Cahaya matahari mulai bersinar lebih terang. Sekarang aku bisa melihat rupa pesantren setelah sekian lama tidak pernah kukunjungi lagi. Walaupun bangunan di sini masih berdiri tegak, tapi tampilannya tampak menua dan suram.
Cat di tembok serta kusen pintu dan jendela sudah hampir sepenuhnya pudar atau mengelupas. Pagar dan gerbang pesantren yang terbuat dari semacam batangan besi tempa juga kondisinya reyot. Bahkan pagar di dekat gedung administrasi ini ada beberapa bagian yang bengkok atau copot. Pelataran halaman pesantren yang berupa susunan balok semen juga terlihat bergelombang di beberapa tempat.

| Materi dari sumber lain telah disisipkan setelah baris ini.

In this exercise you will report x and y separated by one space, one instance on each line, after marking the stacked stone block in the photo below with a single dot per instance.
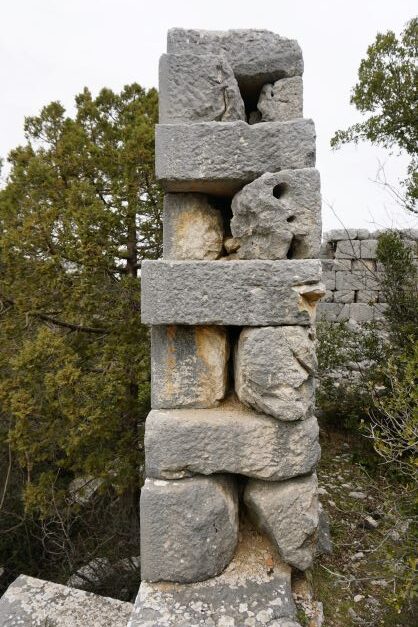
231 435
351 274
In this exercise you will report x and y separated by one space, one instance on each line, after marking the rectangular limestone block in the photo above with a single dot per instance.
348 249
195 88
220 157
188 366
239 293
356 280
189 528
229 439
256 56
193 227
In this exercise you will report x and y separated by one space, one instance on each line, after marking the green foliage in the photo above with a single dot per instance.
80 210
387 89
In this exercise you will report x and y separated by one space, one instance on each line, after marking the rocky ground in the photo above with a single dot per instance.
362 581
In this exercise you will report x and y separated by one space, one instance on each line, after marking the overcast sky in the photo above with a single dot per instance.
51 49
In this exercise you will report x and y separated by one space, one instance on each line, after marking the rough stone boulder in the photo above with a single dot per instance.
189 528
220 157
197 88
288 512
230 439
188 366
30 602
193 227
239 293
274 368
278 216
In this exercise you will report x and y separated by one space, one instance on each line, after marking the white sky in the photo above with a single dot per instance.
51 49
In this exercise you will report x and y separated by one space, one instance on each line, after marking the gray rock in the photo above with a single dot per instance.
274 368
195 88
240 293
256 56
193 227
281 101
279 215
189 528
254 590
288 512
30 602
229 439
221 157
324 545
348 249
344 296
188 366
368 249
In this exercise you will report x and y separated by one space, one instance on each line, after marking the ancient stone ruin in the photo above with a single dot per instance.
229 507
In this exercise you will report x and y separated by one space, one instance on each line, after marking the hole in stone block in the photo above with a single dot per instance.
279 191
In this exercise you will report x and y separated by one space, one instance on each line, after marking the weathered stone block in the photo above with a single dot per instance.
367 296
348 249
278 216
189 528
30 602
240 293
221 157
195 88
357 280
247 593
368 248
288 512
281 101
256 56
274 369
344 297
188 366
230 439
193 227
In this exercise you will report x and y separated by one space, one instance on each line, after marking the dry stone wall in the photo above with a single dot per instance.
231 443
351 274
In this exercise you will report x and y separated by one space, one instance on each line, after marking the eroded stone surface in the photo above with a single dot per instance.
230 439
274 371
281 101
189 528
195 88
193 227
188 366
221 157
256 56
288 512
241 293
253 591
279 215
30 602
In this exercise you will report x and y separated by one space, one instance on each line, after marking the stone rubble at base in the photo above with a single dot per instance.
232 309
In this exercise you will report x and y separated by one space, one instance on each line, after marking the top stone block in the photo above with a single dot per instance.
256 56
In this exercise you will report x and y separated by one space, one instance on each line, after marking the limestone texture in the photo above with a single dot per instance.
274 371
247 593
189 528
228 439
193 227
220 157
30 602
281 101
196 88
278 216
256 56
188 366
288 512
241 293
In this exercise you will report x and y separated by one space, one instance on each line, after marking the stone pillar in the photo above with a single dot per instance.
229 506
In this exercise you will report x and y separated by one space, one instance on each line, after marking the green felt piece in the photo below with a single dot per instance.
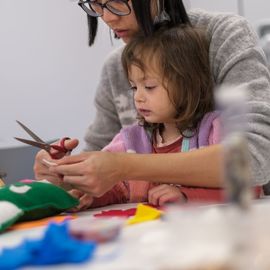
32 201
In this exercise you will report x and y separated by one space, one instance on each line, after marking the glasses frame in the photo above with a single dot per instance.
89 10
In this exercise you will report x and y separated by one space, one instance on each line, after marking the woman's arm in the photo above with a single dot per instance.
236 59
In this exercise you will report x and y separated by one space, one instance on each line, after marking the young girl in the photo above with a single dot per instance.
174 99
235 59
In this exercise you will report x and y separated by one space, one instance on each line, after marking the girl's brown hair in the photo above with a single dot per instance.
181 54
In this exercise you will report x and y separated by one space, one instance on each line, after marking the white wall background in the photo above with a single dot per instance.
48 74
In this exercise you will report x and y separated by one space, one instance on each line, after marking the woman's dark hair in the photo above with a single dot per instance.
180 55
142 9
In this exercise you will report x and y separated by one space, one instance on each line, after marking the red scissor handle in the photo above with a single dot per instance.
61 149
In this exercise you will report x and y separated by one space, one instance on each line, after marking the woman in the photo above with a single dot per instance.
234 59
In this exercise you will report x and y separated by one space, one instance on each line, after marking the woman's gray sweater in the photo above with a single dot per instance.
235 59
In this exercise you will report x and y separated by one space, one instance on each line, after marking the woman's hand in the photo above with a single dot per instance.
85 200
43 161
91 172
163 194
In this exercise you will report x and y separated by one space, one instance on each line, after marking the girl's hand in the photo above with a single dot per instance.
85 200
164 193
43 162
94 173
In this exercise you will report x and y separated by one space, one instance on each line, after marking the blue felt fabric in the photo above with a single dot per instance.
55 247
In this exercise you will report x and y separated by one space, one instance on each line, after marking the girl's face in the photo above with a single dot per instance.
123 26
150 97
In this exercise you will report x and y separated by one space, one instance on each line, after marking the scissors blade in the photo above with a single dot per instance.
41 145
30 132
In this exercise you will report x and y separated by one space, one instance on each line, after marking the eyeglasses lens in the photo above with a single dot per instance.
118 7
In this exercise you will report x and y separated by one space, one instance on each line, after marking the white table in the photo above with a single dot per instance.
194 235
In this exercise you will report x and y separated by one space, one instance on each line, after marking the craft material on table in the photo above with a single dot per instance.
96 229
59 150
55 247
41 222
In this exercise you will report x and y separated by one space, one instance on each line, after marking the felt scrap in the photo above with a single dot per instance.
144 213
41 222
55 247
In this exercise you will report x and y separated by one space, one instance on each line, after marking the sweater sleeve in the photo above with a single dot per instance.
113 102
237 60
194 194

Pepohonan tinggi besar melingkari area pesantren. Aku tidak tahu jelas berapa luas keseluruhan tanah pesantren ini. Tapi kalau kuamati, sepertinya lumayan besar. Aku berniat akan menanyakan perihal ini juga kepada Ummi Rifah untuk kumasukkan ke dalam profil pesantren.
Kuhembuskan napas berat perlahan agar tidak menarik perhatian Ummi Rifah yang berjalan lamat-lamat disampingku. Sekarang tugasku sudah dimulai. Aku harus serinci mungkin mengetahui dan paham seluk beluk pesantren agar bisa membuat profil yang bagus di iklan media sosial.
“Duduk di sini dulu, yuk. Biar rileks dulu sambil ngabisin teh,” Ummi Rifah duduk di kursi kayu jati di teras gedung administrasi.
Aku ikut duduk dan menyesap teh. Rasa hangat nyaman menyebar ke seluruh tubuh, membuatku lumayan tersegarkan.
“Kira-kira enam tahun lalu, pesantren ini masih cukup ramai. Walaupun jumlah santri dan santriwati sudah jauh berkurang dari tahun-tahun sebelumnya,” tutur Ummi Rifah. “Kalau dulu, banyak anak-anak masuk pesantren ini berdasarkan cerita dari mulut ke mulut. Ada juga yang berturut-turut dari anak tertua sampai anak paling kecil dari satu keluarga.”
“Tapi, semakin ke sini banyak pesantren lain juga dengan akses jalan lebih bagus. Mungkin fasilitas serta pengajar juga lebih memadai. Yah, namanya rejeki sudah Allah yang atur. Tinggal bagaimana kita menjemput rejeki tersebut,” lanjut Ummi Rifah sembari tersenyum menatapku.
Kuperhatikan raut wajah Ummi Rifah tampak menimbang sesuatu sebelum berkata-kata lagi.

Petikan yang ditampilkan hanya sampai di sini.